You will probably never hear from her again. If you do, just tell her she has the wrong number.
 
Thank you lespieds. Your words make me feel a little better about something I've been ashamed of for so long. But this was like 15 years ago. I never heard from her again, and I've long since changed addresses and phone numbers.

Some lessons are learned easily, while others are learned very hard.
 
Don't be too hard on yourself about what happened with Wendy. The thing that really matters is that you eventually did the right thing, so logic prevailed over impulse. I admire you for having the courage to share that story. We all do things in life we are not proud of, but it's now a closed book. Things could have been a hell of alot worse.
 
Well, I'm not a psychiatrist, by any means, but it actually sounds like you were suffering from post traumatic stress disorder syndrome. It's actually quite a lot more common than people realise.

One of the biggest side affects of this disorder is nightmares. Even if it's only regulated to one. The guilt and/or shame helps to intensify the problem.

Obviously, you don't pick up crack *****s as a passtime, and this is definately an experience you have not had before or willingly have ever again. And even having something as cut-and-dry as picking up a hitch hiker who promptly directs you to her nearest fix can cause the distress that you have outlined. If you really think about it, how many times have we seen drug deals go down in movies and TV? It gets to the point where we are desinsitised to it. It becomes surreal. If or when we actually see something like it, we are not truely prepared for the encounter.

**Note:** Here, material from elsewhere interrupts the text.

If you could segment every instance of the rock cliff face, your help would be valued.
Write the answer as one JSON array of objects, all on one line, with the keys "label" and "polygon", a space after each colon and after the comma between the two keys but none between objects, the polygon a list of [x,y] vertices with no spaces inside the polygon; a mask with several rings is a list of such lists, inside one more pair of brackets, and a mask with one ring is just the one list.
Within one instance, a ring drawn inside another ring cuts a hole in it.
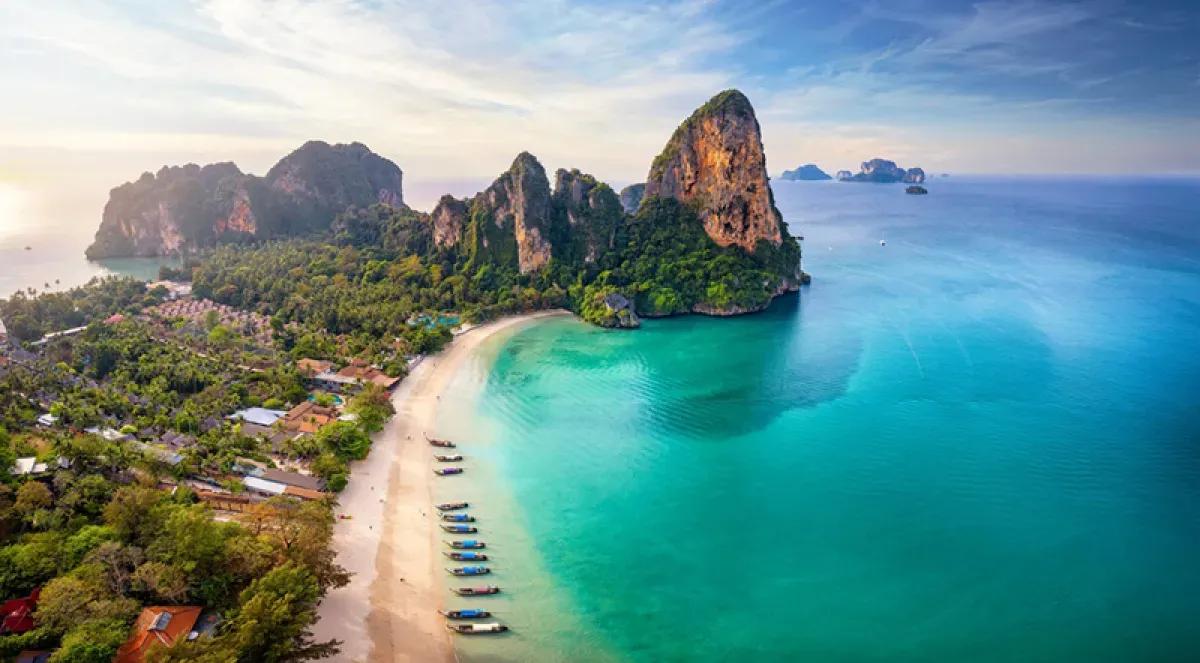
[{"label": "rock cliff face", "polygon": [[616,248],[624,209],[604,182],[578,169],[554,174],[554,254],[569,262],[594,264]]},{"label": "rock cliff face", "polygon": [[621,189],[621,207],[627,214],[633,214],[637,211],[639,205],[642,204],[642,197],[646,195],[646,183],[630,184]]},{"label": "rock cliff face", "polygon": [[323,230],[351,206],[403,206],[403,174],[360,143],[313,141],[266,177],[232,163],[163,167],[109,194],[89,258],[186,254]]},{"label": "rock cliff face", "polygon": [[837,174],[834,175],[834,178],[839,182],[848,182],[854,179],[854,173],[848,170],[839,170]]},{"label": "rock cliff face", "polygon": [[817,167],[816,164],[805,164],[795,170],[785,170],[779,176],[781,180],[789,182],[819,182],[822,180],[831,180],[832,177],[828,173]]},{"label": "rock cliff face", "polygon": [[464,235],[474,264],[515,263],[526,274],[550,262],[550,181],[528,152],[471,200]]},{"label": "rock cliff face", "polygon": [[449,194],[438,200],[437,207],[431,215],[433,222],[433,243],[444,249],[462,241],[463,230],[467,226],[467,214],[470,212],[468,201],[459,200]]},{"label": "rock cliff face", "polygon": [[694,206],[721,246],[753,252],[760,240],[783,241],[758,119],[737,90],[713,97],[675,130],[646,178],[646,197],[654,196]]}]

YOU, on the other hand, not only witnessed it, but through six degrees of seperation, became involved. What you are doing, unfortunately, is beating yourself up for something that all humans will go through at one point or another: Reacting to an instinct in a knee jerk fasion based on what SEEMED like a good idea at the time. You were in too deep by the time she did the "deal" and probably had a subconcious feeling of obligation to see whatever situation through to the end...We have all done it. Most of your regret(aside from the apprehension you were feeling at the time it happened) came down on you, retroactively, I'll bet. Those same thoughts went through your mind like "What's wrong with me? I'm smarter than this!" "why didn't I do something about it at the time?" "why didn't I just leave her there?" "why didn't I say no when she asked a second time?"

All ulterior motives that you had outlined, previously, aside, You can take comfort in the fact that it didn't go down badly for either you or her. Yes, I know that there still might be the niggling "what if?" thought. Just remember, you aren't the first guy who did something extreme to get some. The jarring differences in your dream, going from a safe haven to outright fear, is an indication of the stress and guilt, due to your encounter. It reflects on how you took it. What you did dosen't make you a bad person. It just reflects where you're from. You experienced the situation, felt your regrets, and made sure you never put yourself in that position again. Don't beat yourself up over it.

People are very different. Hell, I used to LOVE women like that! It reflected(VERY unfortunately) on where I was from. I liked my women like I liked my rollercoasters: Twisted and crazy! :jester:

Hopefully, SOMETHING I've said here, will help you in any way. Or,at least, do something to assuage the guilt that(IMHO) I feel you are spending too much of your valuable afterthoughts beating yourself up for.
 
Drew , you very well of made a difference in her life by what you said and did when you dropped her off , something for the better ......... Some dreams I've found teach things and have us face our fears , and bring out the better in us .
 
If I found such a lady who was pretty, I would not be able to pass up the easy piece.